4. To test the connection to storage account, click Test connection.
5. Click Save.

Create HDInsight linked service

Click New again to create another linked service.
Switch to the Compute tab, select Azure HDInsight, and click Continue.
In the New Linked Service window, do the following steps:
1. Enter AzureHDInsightLinkedService for Name.
2. Select Bring your own HDInsight.
3. Select your HDInsight cluster for Hdi cluster.
4. Enter the user name for the HDInsight cluster.
5. Enter the password for the user.

This article assumes that you have access to the cluster over the internet. For example, that you can connect to the cluster at https://clustername.azurehdinsight.cn. This address uses the public gateway, which is not available if you have used network security groups (NSGs) or user-defined routes (UDRs) to restrict access from the internet. For Data Factory to be able to submit jobs to HDInsight cluster in Azure Virtual Network, you need to configure your Azure Virtual Network such a way that the URL can be resolved to the private IP address of gateway used by HDInsight.

From Azure portal, open the Virtual Network the HDInsight is in. Open the network interface with name starting with nic-gateway-0. Note down its private IP address. For example, 10.6.0.15.
If your Azure Virtual Network has DNS server, update the DNS record so the HDInsight cluster URL https://<clustername>.azurehdinsight.cn can be resolved to 10.6.0.15. If you don't have a DNS server in your Azure Virtual Network, you can temporarily work around by editing the hosts file (C:\Windows\System32\drivers\etc) of all VMs that registered as self-hosted integration runtime nodes by adding an entry similar to the following one:

10.6.0.15 myHDIClusterName.azurehdinsight.cn

Create a pipeline

In this step, you create a new pipeline with a Hive activity.

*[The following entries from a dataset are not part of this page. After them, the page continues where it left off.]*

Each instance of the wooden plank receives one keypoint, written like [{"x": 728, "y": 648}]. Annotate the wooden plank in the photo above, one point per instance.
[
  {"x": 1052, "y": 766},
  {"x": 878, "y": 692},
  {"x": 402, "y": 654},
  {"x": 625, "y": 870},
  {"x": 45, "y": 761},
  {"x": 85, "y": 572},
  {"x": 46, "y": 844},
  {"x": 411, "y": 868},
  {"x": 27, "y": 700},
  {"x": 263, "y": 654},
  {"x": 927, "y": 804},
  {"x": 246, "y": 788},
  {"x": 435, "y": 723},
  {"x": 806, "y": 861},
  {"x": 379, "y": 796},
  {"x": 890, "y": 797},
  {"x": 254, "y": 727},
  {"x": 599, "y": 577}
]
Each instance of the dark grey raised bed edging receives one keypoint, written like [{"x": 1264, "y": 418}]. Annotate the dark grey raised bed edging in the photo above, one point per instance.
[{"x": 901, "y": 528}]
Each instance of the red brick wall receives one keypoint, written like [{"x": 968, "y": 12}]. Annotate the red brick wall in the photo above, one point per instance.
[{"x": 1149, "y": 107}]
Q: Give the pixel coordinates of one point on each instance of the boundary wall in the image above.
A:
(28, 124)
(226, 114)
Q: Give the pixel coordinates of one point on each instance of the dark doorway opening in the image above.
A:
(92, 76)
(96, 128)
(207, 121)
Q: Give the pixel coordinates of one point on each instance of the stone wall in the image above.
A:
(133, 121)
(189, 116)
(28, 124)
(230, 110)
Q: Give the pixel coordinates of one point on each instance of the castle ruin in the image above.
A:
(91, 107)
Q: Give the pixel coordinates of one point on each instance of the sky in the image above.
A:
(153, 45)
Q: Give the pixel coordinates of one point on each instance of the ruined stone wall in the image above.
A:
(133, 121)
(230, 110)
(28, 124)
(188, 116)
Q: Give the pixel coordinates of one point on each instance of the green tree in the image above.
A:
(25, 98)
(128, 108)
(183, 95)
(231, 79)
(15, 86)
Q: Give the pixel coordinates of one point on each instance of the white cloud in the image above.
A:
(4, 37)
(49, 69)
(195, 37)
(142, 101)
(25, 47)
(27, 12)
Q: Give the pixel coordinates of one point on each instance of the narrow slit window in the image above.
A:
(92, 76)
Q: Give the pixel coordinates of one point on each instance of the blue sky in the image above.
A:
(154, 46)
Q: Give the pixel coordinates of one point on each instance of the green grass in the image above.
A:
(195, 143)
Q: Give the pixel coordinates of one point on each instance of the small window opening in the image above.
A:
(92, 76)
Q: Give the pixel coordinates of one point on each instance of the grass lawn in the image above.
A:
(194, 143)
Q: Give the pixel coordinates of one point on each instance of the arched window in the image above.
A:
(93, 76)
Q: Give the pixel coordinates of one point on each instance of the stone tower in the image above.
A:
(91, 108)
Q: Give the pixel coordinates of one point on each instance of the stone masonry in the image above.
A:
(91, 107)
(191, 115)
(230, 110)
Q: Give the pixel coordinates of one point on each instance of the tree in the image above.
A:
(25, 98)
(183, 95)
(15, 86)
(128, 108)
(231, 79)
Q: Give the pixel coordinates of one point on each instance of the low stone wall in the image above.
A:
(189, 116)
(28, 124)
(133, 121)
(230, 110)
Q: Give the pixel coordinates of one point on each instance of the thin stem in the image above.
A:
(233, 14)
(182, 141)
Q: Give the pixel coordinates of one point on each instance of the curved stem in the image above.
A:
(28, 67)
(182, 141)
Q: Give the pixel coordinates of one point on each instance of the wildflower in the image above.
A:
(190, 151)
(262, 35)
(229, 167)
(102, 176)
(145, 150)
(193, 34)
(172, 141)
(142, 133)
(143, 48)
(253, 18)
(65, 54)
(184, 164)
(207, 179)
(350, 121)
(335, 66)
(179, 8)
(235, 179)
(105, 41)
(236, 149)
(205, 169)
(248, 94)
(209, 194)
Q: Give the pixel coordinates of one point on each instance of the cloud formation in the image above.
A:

The activity executes Hive script to return data from a sample table and save it to a path you defined.

Note the following points:

scriptPath points to path to Hive script on the Azure Storage Account you used for MyStorageLinkedService. The path is case-sensitive.
Output is an argument used in the Hive script. Use the format of wasbs://<Container>@<StorageAccount>.blob.core.chinacloudapi.cn/outputfolder/ to point it to an existing folder on your Azure Storage. The path is case-sensitive.

In the Data Factory UI, click + (plus) in the left pane, and click Pipeline.
In the Activities toolbox, expand HDInsight, and drag-drop Hive activity to the pipeline designer surface.
In the properties window, switch to the HDI Cluster tab, and select AzureHDInsightLinkedService for HDInsight Linked Service.
Switch to the Scripts tab, and do the following steps:
1. Select AzureStorageLinkedService for Script Linked Service.
2. For File Path, click Browse Storage.
3. In the Choose a file or folder window, navigate to hivescripts folder of the adftutorial container, select hivescript.hql, and click Finish.
4. Confirm that you see adftutorial/hivescripts/hivescript.hql for File Path.
5. In the Script tab, expand Advanced section.
6. Click Auto-fill from script for Parameters.
7. Enter the value for the Output parameter in the following format: wasbs://<Blob Container>@<StorageAccount>.blob.core.chinacloudapi.cn/outputfolder/. For example: wasbs://adftutorial@mystorageaccount.blob.core.chinacloudapi.cn/outputfolder/.
To publish artifacts to Data Factory, click Publish.

Trigger a pipeline run

First, validate the pipeline by clicking the Validate button on the toolbar. Close the Pipeline Validation Output window by clicking right-arrow (>>).
To trigger a pipeline run, click Trigger on the toolbar, and click Trigger Now.

Monitor the pipeline run

Switch to the Monitor tab on the left. You see a pipeline run in the Pipeline Runs list.
To refresh the list, click Refresh.
To view activity runs associated with the pipeline runs, click View activity runs in the Action column. Other action links are for stopping/rerunning the pipeline.
You see only one activity run since there is only one activity in the pipeline of type HDInsightHive. To switch back to the previous view, click Pipelines link at the top.
Confirm that you see an output file in the outputfolder of the adftutorial container.